As restrições impostas por conta da pandemia do novo coronavírus exigiu uma reconfiguração quase completa dos profissionais das artes da cena. Sem a presença física do público, as plataformas digitais têm sido o palco para experimentos que mesclam teatro e audiovisual e as possibilidades desse híbrido têm expandido a pesquisa de alguns coletivos. É o caso do pernambucano Teatro de Fronteira, que estreia a obra #Queerantena – Puro Teatro, sexta (24), às 20h, no site do Itaú Cultural.
Formado atualmente por Marconi Bispo, Ricardo Maciel, Rodrigo Cavalcanti e Rodrigo Dourado, o Teatro de Fronteira comemora uma década de atividades em 2020. Os artistas tinham vários planos para marcar a efeméride presencialmente, mas precisaram reformulá-los em decorrência da crise sanitária. Diante desse cenário, o grupo recorreu às tecnologias digitais para trabalhar a teatralidade online e continuar sua pesquisa.
"O coronavírus pegou a gente de surpresa não só em relação ao nosso planejamento de atividades, mas também no que diz respeito ao nosso próprio fazer. Alguns integrantes, com uma grande parcela da população, se viram sem trabalho, sem renda, e isso nos levou a alguns questionamentos", explica Rodrigo Dourado. "Há muito tempo trabalhávamos sem qualquer tipo de apoio, mas com a necessidade desse contexto, os editais também se reformularam e abriram espaço para os microprojetos, o que acabou nos estimulando a desenvolver novas criações."
Ao todo, o coletivo pernambucano conseguiu aprovar três projetos em chamadas públicas distintas. Puro Teatro, primeiro deles a ser compartilhado com o público, foi selecionado pelo Itaú Cultural e compõe o festival Arte Como Respiro, que neste primeiro momento é dedicado às produções de artes cênicas, produzidas antes da pandemia ou durante o isolamento social. A iniciativa do Fronteira se enquadra neste último grupo.
Em diálogo com a investigação do grupo, o vídeo trabalha com elementos do teatro documental e conta com atuações de Rodrigo Cavalcanti e Rodrigo Dourado, que é autor do texto. A direção é de Marconi Bispo e Ricardo Maciel, também é responsável pela edição. O trabalho toca em memórias relacionadas ao fazer teatral, à magia da criação da cena e também em questões ligadas à sexualidade e estará disponível no site da instituição, gratuitamente, por 24h.

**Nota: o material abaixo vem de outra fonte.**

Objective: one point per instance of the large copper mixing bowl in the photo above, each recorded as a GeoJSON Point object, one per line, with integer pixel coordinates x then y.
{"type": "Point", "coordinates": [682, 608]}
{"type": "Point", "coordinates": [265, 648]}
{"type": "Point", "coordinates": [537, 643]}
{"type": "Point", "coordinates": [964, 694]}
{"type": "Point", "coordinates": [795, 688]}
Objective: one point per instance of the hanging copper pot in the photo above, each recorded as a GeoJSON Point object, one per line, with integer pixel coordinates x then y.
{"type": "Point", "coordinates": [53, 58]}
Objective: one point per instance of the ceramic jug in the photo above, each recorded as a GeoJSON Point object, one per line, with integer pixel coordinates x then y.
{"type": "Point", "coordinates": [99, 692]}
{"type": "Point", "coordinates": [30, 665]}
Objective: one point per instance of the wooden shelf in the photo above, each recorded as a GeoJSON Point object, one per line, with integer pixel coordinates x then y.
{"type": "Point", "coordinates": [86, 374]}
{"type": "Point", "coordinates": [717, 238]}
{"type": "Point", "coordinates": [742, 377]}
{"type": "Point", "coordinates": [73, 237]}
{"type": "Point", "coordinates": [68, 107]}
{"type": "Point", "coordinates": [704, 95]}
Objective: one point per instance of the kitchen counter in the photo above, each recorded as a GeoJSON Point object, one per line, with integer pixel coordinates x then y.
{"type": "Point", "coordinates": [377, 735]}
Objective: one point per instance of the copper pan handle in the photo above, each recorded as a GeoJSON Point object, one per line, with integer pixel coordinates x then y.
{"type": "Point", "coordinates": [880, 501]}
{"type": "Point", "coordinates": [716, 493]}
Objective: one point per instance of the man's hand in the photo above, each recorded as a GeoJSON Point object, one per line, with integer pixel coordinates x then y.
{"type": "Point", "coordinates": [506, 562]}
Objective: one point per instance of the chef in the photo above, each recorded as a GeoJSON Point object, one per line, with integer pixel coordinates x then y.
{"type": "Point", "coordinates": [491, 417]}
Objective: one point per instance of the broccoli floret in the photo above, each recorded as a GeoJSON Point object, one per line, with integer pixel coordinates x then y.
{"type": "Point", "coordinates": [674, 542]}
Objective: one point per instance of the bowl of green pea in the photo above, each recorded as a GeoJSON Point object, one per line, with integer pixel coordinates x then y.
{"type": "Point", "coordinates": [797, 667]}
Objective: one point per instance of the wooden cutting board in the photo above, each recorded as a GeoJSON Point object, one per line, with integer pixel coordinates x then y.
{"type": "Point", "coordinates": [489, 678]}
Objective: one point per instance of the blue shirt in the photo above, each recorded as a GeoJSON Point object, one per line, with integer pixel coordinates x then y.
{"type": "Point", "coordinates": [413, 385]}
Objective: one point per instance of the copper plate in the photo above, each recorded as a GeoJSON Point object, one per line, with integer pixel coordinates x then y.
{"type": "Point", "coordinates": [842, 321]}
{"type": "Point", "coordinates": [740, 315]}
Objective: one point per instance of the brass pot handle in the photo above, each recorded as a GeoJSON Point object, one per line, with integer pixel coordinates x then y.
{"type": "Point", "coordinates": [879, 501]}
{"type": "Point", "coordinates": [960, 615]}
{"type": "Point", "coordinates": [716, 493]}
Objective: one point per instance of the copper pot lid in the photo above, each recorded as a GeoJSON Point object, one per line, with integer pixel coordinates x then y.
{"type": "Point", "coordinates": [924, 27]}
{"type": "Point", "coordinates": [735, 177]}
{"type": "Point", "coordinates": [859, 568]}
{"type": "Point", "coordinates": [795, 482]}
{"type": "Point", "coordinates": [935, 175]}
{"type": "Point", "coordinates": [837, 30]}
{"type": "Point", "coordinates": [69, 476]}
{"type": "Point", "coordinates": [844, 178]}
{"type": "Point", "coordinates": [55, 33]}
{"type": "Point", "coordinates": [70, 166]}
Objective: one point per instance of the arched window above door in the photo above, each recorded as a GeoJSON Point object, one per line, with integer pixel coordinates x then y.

"Sou um entusiasta deste campo expandido do teatro, como artista, professor (do Departamento de Teoria da Arte e Expressão Artística da UFPE) e pesquisador. Acho que as formas presenciais vão voltar e são necessárias e fundamentais, mas eu não gosto muito de definições essencialistas do teatro, que encerram como ele pode ou deve ser. Gosto do teatro que reflete o seu tempo e se adapta a ele. Acho que o que vai do teatro para esses trabalhos, que cria uma distinção em relação às outras obras de audiovisual, é a artesania. As tecnologias digitais têm sido uma grande aventura e ajudado a criar esses híbridos que me interessam bastante", enfatiza Dourado.
O artista acredita ainda que o compartilhamento das criações na internet oferece um ganho importante para os criadores fora do eixo sudestino, possibilitando um maior alcance para produções que, normalmente, ficariam circunscritas às suas regiões. O grupo já experimentou um pouco da potência desse maior alcance no início do isolamento social, quando compartilharam conteúdos autorais nas redes sociais.
Além de Puro Teatro, o Teatro de Fronteira compartilhará ainda dois projetos nestes próximos meses: leitura de O Evangelho Segundo Vera Cruz, baseado nas censuras sofridas pelo espetáculo O Evangelho Segundo Jesus, Rainha do Céu, com Renata Carvalho, em Pernambuco, e a videoarte 600 Réis, com texto de Marconi Bispo, obraque discute a situação socioeconômica dos artistas e das populações negras e periférias a partir do valor do auxílio emergencial fornecido pelo governo federal durante a pandemia. As criações foram selecionados por editais do Sesc Pernambuco e nacional, respectivamente.